In the late 1950s, the term Barrett’s esophagus was understood to mean a columnar-lined esophagus, and this rather vague definition persisted until the 1980s. Refinements in the definition came about as a result of two issues. The first was that as endoscopy became more common, it was recognized that many patients had hiatal hernias and esophagitis, and that it was difficult and error-prone for an endoscopist to determine precisely where the esophagus ended and the stomach began. In addition, Hayward in 1961 6 had written that the “normal” esophagus could have 1 to 2 cm of columnar mucosa at the distal end. Therefore, to avoid an overdiagnosis of Barrett’s resulting either from failure to recognize a tubularized portion of herniated stomach on endoscopy, or from failure to allow for the “normal” 2 cm of columnar mucosa in the distal esophagus, a 3-cm rule was introduced in the early 1980s. This rule stipulated that a diagnosis of Barrett’s esophagus required a minimum of 3 cm of columnar mucosa to be present above the perceived gastroesophageal junction. Although various authors used between 2 and 5 cm of columnar mucosa, some minimum length requirement was adopted by most physicians and persists in the minds of many people to this day.
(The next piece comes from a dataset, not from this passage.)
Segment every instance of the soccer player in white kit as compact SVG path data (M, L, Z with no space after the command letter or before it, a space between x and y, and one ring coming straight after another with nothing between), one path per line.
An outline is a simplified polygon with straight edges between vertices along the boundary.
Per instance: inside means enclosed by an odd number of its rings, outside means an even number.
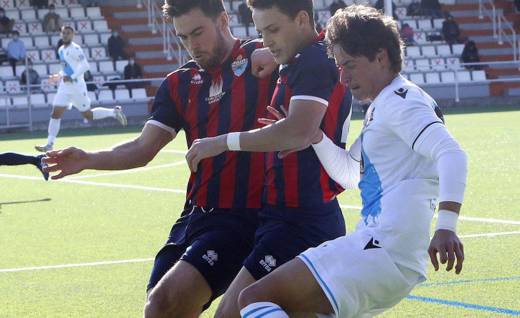
M400 75L403 41L396 21L373 8L350 5L328 21L326 40L341 67L341 83L358 100L372 104L349 151L321 132L313 147L343 188L359 181L361 219L354 232L308 249L244 289L238 299L242 317L371 317L426 280L429 254L436 271L437 253L441 263L447 261L446 271L455 259L455 273L462 269L455 226L467 157L435 101Z
M58 53L62 69L58 73L50 76L49 83L54 84L60 79L63 80L52 102L52 113L49 122L47 144L34 146L36 150L43 152L52 150L54 140L60 130L61 116L72 106L77 108L83 117L89 120L112 117L117 120L122 125L126 125L126 117L123 114L120 106L116 106L113 109L98 107L90 109L90 98L87 95L87 84L83 77L84 72L90 68L89 63L81 47L72 41L74 38L74 29L72 27L63 27L60 36L63 45L59 48Z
The prevalence of Barrett’s esophagus is unknown, but any estimate depends significantly on the definition one uses for Barrett’s. Using the traditional definition of at least 3 cm of columnar mucosa above the gastroesophageal junction, Barrett’s has been reported in 0.45% to 2.2% of all patients undergoing upper endoscopy and in up to 12% of patients undergoing endoscopy for symptoms of reflux. 14 If all patients with a biopsy showing intestinal metaplasia, regardless of length, were included in the definition, then the incidence increases to 9% to 32% of unselected patients undergoing upper endoscopy. 15 Based on an autopsy series, Cameron et al 16 estimated the prevalence of traditional Barrett’s in the general population to be 376 cases per 100,000 population. Consequently, they suggested that for every known patient with Barrett’s, there might be 20 or more unrecognized ones in the general population. It is likely that the prevalence of any length of intestinal metaplasia within the esophagus is even greater.
In addition to an increased amount and exposure time of refluxed gastric juice, the composition of the refluxed juice likely contributes to the pathogenesis of Barrett’s esophagus. The observations that gastric hypersecretion can be associated with Barrett’s and that Barrett’s has developed after total gastrectomy suggest that acid gastric juice is not the sole factor responsible for this disease. 21 Recent reports are focusing on the importance of refluxed duodenal secretions in the development of intestinal metaplasia. Patients who reflux both gastric and duodenal juice have been found to have a higher prevalence of esophagitis and Barrett’s esophagus than do patients who reflux gastric juice alone. 18 Analysis of the composition of reflux in 281 patients with GERD demonstrated that the patients with the greatest degree of mucosal injury were more likely to have both gastroduodenal and acid reflux as opposed to pure gastric reflux ( Table 1 ). 22 In addition, patients with Barrett’s had a significantly higher prevalence and duration of abnormal esophageal bilirubin exposure, which is a tag for duodenal juice, compared with patients with only esophagitis. 23 Among patients with Barrett’s, significantly greater esophageal bilirubin exposure has been demonstrated in those in whom dysplasia develops ( Fig. 1 ).